Charlotte Ward was 14 when she met Love unexpectedly after attending a UVA women’s lacrosse match in 2009. It was immediately after UVA played Harvard at Harvard, Ward was hoping to get some of the player’s autographs but couldn’t seem to work up the nerve to ask.

And that’s when Love spotted Ward.

One Love Foundation/YouTube

After introducing herself to Ward, Love didn’t just offer her own autograph, but she took the time to introduce Ward to every single member of her team and as a result, ended up with an entire poster of autographs.

“After that interaction, she was my favorite player because of how she made me feel,” Ward told ESPN. “She made me feel like I had value … like I was one of them. She made me feel capable of realizing my dream.”

And those dreams became a reality after being recruited by Stanford to play lacrosse where she became a two-time captain. And like Love, Ward wasn’t the best, but she became a light for her team. Something, she says she learned from that brief 10 minutes with Yeardley in 2009.

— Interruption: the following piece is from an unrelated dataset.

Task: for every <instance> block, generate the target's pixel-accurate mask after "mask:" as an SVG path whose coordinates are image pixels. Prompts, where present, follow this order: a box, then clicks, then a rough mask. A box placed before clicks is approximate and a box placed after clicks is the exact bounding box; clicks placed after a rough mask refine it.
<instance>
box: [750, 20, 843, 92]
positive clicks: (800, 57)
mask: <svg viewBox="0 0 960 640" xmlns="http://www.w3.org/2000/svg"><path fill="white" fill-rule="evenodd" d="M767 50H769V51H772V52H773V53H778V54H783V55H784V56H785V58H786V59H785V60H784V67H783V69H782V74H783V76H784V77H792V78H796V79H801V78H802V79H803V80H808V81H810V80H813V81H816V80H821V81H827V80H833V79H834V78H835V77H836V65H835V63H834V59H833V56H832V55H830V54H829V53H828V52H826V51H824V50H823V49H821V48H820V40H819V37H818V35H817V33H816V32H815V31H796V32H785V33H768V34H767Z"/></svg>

“She’s someone I’ll carry with me forever.”

In 2012, Huguely was found guilty of second-degree murder and grand larceny. He was sentenced to 23 years in prison. Although he has appealed his conviction multiple times, Huguely remains behind bars eight years later.

Now, her mom, Sharon Love, continues to use the foundation to help young people understand what abuse is and signs they can look for to help spot it. Those who new Love and Huguely at the time of their relationship say looking back, now that they know and understand some of the signs of an abusive relationship, it was all there.

From his excessive drinking and violent behavior that came along with it, to stories of Huguely chocking Love and more. Once, after she downplayed an incident to her mom, Sharon encouraged her daughter to call the police. Instead, Yeardley just ended her relationship with Huguely altogether and looked forward to her move to New York where she would be far away from him.

“I want it to do for domestic violence what Mothers Against Drunk Drivers did for drunk driving,” Sharon said to a group of friends 10 years ago, according to ESPN, and that’s when One Love was born.

According to its website, the foundation “works with young people across the country to raise awareness about the warning signs of abuse and activate communities to work to change the statistics around relationship violence.”

From online workshops to facts and figures, the Foundation continues to grow 10 years after Love’s death. “The number of years doesn’t change anything,” Sharon told ESPN. “It can feel like 100 years ago one day and 10 minutes another day. Her friends getting married and having babies … that’s what makes me miss her the most.”